Some MCP clients only support tools. They cannot list or get prompts directly because they lack prompt protocol support. The PromptsAsTools transform bridges this gap by generating tools that provide access to your server’s prompts.
When you add PromptsAsTools to a server, it creates two tools that clients can call instead of using the prompt protocol:
list_prompts returns JSON describing all available prompts and their arguments
get_prompt renders a specific prompt with provided arguments
This means any client that can call tools can now access prompts, even if the client has no native prompt support.
Basic Usage
Pass your FastMCP server to PromptsAsTools when adding the transform. The generated tools route through the server at runtime, which means all server middleware — auth, visibility, rate limiting — applies to prompt operations automatically, exactly as it would for direct prompts/get calls.

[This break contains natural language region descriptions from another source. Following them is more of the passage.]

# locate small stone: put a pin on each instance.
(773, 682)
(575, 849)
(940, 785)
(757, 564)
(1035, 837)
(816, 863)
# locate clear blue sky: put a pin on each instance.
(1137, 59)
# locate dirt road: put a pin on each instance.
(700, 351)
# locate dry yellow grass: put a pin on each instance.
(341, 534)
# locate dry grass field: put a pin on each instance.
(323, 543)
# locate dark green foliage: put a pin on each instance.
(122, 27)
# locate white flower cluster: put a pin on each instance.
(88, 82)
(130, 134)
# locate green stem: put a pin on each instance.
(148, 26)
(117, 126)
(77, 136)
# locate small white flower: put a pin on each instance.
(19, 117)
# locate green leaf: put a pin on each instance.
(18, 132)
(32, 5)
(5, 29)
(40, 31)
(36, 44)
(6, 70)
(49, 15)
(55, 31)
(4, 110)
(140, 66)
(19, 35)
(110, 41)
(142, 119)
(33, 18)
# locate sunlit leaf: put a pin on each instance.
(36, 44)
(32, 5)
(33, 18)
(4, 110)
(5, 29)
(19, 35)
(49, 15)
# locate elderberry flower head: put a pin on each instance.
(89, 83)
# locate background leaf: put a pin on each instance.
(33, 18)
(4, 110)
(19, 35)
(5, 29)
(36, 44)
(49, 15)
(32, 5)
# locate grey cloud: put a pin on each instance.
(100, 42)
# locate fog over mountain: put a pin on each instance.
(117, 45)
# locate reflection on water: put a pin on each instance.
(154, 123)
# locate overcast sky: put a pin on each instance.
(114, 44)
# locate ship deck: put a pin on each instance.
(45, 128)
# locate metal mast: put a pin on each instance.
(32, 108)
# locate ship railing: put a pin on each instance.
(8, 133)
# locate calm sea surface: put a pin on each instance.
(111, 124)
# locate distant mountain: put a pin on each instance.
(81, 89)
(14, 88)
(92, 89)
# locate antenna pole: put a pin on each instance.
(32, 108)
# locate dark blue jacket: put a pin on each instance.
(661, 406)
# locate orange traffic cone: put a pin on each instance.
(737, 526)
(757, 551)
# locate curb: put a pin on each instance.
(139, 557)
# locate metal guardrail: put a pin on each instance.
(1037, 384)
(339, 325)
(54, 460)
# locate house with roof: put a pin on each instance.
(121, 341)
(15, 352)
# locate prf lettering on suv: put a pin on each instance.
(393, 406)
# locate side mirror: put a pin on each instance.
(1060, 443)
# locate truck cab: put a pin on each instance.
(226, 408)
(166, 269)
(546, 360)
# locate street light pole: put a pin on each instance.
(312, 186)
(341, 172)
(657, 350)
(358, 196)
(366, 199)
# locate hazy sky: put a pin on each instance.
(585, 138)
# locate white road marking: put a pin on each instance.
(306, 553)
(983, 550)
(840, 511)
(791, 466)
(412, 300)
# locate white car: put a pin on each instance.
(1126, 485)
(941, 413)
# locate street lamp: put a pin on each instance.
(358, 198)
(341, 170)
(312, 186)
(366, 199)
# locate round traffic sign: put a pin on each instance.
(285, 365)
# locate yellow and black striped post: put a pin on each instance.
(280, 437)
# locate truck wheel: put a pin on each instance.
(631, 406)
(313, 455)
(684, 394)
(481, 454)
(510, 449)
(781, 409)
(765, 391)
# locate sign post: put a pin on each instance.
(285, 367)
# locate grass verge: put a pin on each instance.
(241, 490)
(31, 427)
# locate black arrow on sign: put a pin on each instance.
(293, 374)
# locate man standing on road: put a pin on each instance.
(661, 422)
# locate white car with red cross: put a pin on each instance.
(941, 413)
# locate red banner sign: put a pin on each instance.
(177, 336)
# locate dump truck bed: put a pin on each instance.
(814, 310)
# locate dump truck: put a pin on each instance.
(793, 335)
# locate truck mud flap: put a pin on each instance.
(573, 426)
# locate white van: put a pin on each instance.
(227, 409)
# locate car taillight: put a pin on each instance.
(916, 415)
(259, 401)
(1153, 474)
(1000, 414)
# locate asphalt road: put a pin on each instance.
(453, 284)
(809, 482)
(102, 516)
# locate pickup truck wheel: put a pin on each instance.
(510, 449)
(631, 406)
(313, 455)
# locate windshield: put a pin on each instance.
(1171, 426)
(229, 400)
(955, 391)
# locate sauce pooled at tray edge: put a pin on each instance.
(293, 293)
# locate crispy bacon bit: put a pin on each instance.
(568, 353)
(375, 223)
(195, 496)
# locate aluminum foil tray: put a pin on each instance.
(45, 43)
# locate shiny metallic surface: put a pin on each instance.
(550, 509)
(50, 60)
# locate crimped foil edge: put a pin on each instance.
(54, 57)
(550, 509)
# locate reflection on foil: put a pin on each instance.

PromptsAsTools (and ResourcesAsTools) should be applied to a FastMCP server instance, not a raw Provider. The generated tools call back into the server’s middleware chain at runtime, so they need a server to route through. If you want to expose only a subset of prompts, create a dedicated FastMCP server for those prompts and apply the transform there.
from fastmcp import FastMCP
from fastmcp.server.transforms import PromptsAsTools
mcp = FastMCP("My Server")
@mcp.prompt
def analyze_code(code: str, language: str = "python") -> str:
"""Analyze code for potential issues."""
return f"Analyze this {language} code:\n{code}"
@mcp.prompt
def explain_concept(concept: str) -> str:
"""Explain a programming concept."""
return f"Explain: {concept}"
# Add the transform - creates list_prompts and get_prompt tools
mcp.add_transform(PromptsAsTools(mcp))
Clients now see three items: whatever tools you defined directly, plus list_prompts and get_prompt.
Listing Prompts
The list_prompts tool returns JSON with metadata for each prompt, including its arguments.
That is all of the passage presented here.